The work done by he field when a unit positive charge moves from A to B is equal to the negative of the potential difference between points A and B. The work of the electric field is positive if U_A >U_B.

"Voltage" V is used in practical texts in the meaning of potential drop when going from A to B: It is the negative potential difference V(AB)=-(U_B-U_A)=-Δ U.

The potential drops on a resistor in the direction of the current flow from A to B. Ohm's law states that the voltage V measured between points A and B is V=IR. This means V=-ΔU=U_A-U_B=IR. Across a capacitor, the potential of the positive plate U_A minus potential of the negative plate U_B is equal to ED: U_A-U_B=-ΔU=ED, that is V=ED.

ehild

 

[logearav]

Thanks for the detailed explanation, ehild. What is the position of the two points A and B in a electric field? For example, i draw a straight line XY. Where should i position the points A and B that satisfies your explanation?
X_________________________________________y

 

[ehild]

When you choose a direction it means you go from the initial position to the final one. ΔU means the potential at the final position - the potential at the initial position.

ehild

 

[logearav]

Thanks ehild. Now, if i choose a point A say 5 cm from X and B at 9 cm from X, which is the point with higher potential?

 

[ehild]

The more positive one.

ehild

 

[logearav]

Thanks again. How could we find which point is more positive?

 

[ehild]

Thanks again. How could we find which point is more positive?

First you get information from the problem.
It is given either the charge (plus or minus) or the potential or the electric field somewhere. A positively charged object has electric field lines originating from the charges and pointing away from it. Do not forget that the direction of electric field is +-----> - The electric field points in the direction of decreasing potential. Using the information given, you can find out which point is positive or negative with respect to an other point, applying Coulomb's Law, Ohm's Law or the relation between potential and electric field E=-grad (U).

It has no sense asking which points of a line are positive without giving the electric details.

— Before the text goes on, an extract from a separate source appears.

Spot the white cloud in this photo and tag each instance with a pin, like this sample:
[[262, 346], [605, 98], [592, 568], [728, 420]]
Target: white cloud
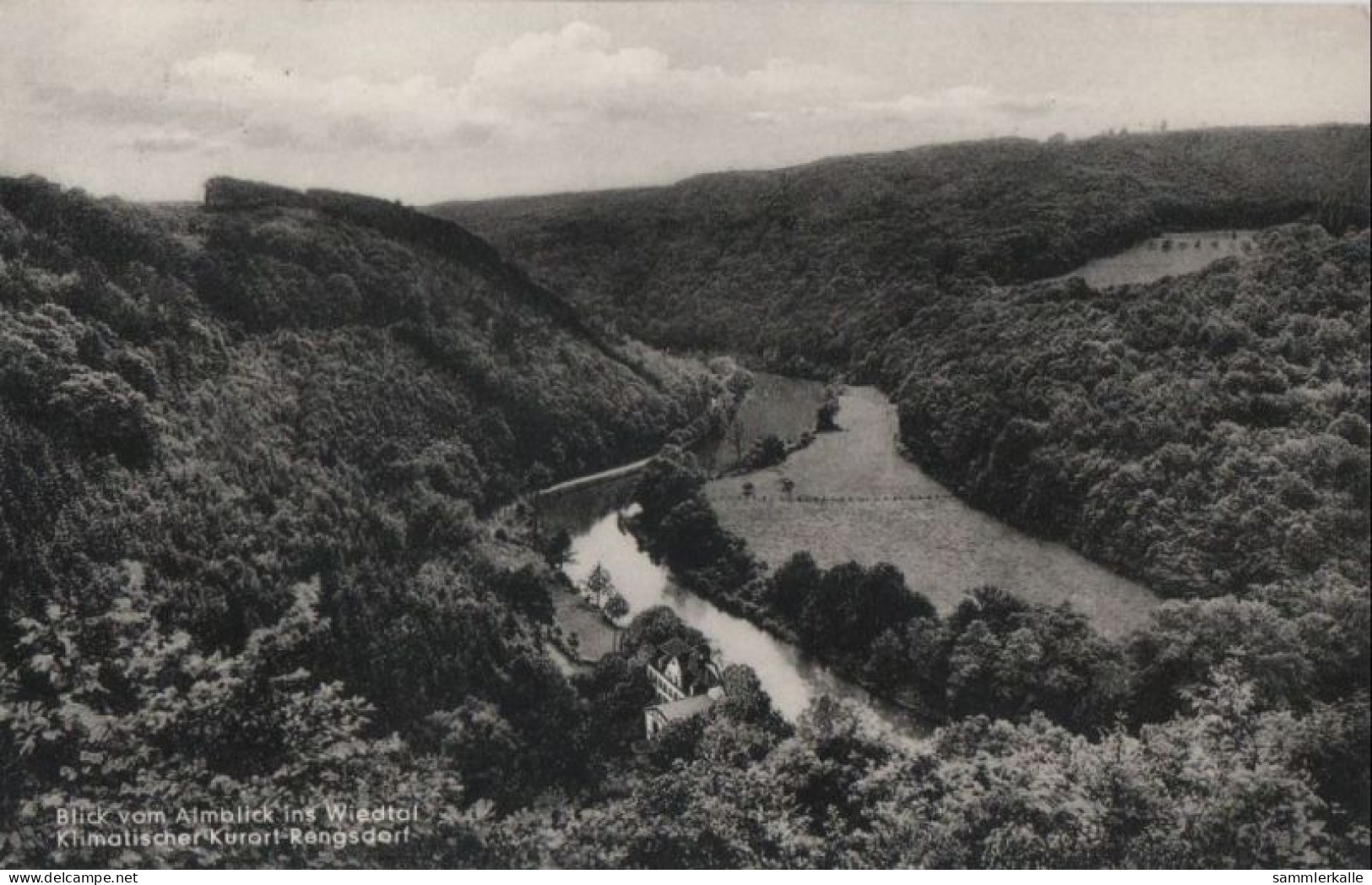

I suggest to read this page.

http://www.physicsclassroom.com/class/circuits/u9l1c.cfm

ehild

 

[logearav]

ok. Now i am confronted with the magnitude of test charge and source charge. Should they be of same magnitude? I presume the test charge is unit positive charge. But i can't get an idea of magnitude of source charge, in the concept of electric potential

 

[ehild]

A test charge is a little (positive) charge which is used to measure the electric field. It is so small that does not change the field. The source charge makes the electric field. The electric field has potential.

ehild

 

[logearav]

Thanks a lot ehild. The link you have given is so wonderful. I understood the concept. Thanks again.